We met a family from Nova Scotia, who were originally from Punjab. The woman looked like Posh Spice, and we talked to them for a long time while eating dinner and watching the show. They were in India for a wedding, then traveling with friends in Rajasthan. When the show started, there was a group of lively Germans (they'd been drinking lots of alcohol on the camel trek, then more at dinner) who got up
and danced with the dancers before being ushered out to their tour bus. Brent and I danced with them, as well, but after the other "foreigners" had left (foreigners!) After the German bus left we were the only non-Indian people there. We were surprised by this, but were told that the camel safari and camp is a popular attraction all over India.

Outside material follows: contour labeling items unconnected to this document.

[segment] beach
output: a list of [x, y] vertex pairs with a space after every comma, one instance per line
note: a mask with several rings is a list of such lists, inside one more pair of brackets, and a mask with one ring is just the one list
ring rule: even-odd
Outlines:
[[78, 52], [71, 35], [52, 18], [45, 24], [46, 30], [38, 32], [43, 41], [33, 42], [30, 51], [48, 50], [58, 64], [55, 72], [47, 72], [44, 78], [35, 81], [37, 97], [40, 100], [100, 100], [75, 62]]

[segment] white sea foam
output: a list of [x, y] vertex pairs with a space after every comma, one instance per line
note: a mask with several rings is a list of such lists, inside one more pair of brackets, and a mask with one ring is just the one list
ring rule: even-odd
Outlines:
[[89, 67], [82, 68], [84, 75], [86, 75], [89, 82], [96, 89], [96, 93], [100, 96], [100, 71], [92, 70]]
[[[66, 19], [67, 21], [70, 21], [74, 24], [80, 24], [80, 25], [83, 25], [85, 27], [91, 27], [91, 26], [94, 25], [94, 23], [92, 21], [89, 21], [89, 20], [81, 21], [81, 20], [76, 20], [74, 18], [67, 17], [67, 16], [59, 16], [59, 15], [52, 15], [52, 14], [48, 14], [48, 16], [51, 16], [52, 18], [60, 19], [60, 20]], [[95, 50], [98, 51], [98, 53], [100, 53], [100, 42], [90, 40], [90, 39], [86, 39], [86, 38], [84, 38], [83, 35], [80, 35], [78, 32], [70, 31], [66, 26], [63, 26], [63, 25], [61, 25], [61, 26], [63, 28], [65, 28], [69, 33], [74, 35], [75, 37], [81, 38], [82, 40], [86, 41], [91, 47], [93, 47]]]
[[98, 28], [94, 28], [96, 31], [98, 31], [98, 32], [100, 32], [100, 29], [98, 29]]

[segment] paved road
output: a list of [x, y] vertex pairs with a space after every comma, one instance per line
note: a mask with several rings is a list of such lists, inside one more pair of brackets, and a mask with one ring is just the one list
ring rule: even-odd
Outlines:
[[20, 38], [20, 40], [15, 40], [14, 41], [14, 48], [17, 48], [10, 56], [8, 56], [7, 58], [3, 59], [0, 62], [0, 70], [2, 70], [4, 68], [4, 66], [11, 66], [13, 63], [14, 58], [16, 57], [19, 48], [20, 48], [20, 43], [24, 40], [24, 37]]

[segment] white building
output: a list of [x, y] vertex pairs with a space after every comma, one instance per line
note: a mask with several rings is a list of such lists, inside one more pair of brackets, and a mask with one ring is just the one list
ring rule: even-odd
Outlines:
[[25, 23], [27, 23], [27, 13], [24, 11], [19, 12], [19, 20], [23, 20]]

The food was typical spicy India buffet fare except for something they called "desert beans" which looked just like flaked beef brisket so we asked again and they said "desert beans". It was excellent and tasted like beans, not meat. The one non-veg item was a chicken dish and I was given the neck (gross). J
After the show, we went back to our tent and got ready for bed. The tent was cold and we were debating asking for more blankets, when we heard someone outside saying "blankets, blankets!". We were given a nice warm blanket and fell right asleep.
In the morning, Brent went for a
sunrise walk through the desert (his favorite place) while I slept. After a while, someone brought breakfast to our tent: egg omlette, toast, jam, butter, coffee and Indian chai. Here, they call chai "masala chai". It's delicious! I'm going to try to make it at home.
The butter that we've had in India has been much better than at home, tastier, probably less healthy, but delicious! Maybe I'll try to bring some back...
At 9:00 we walked to the parking lot and met our driver, who drove us to Jaisalmer.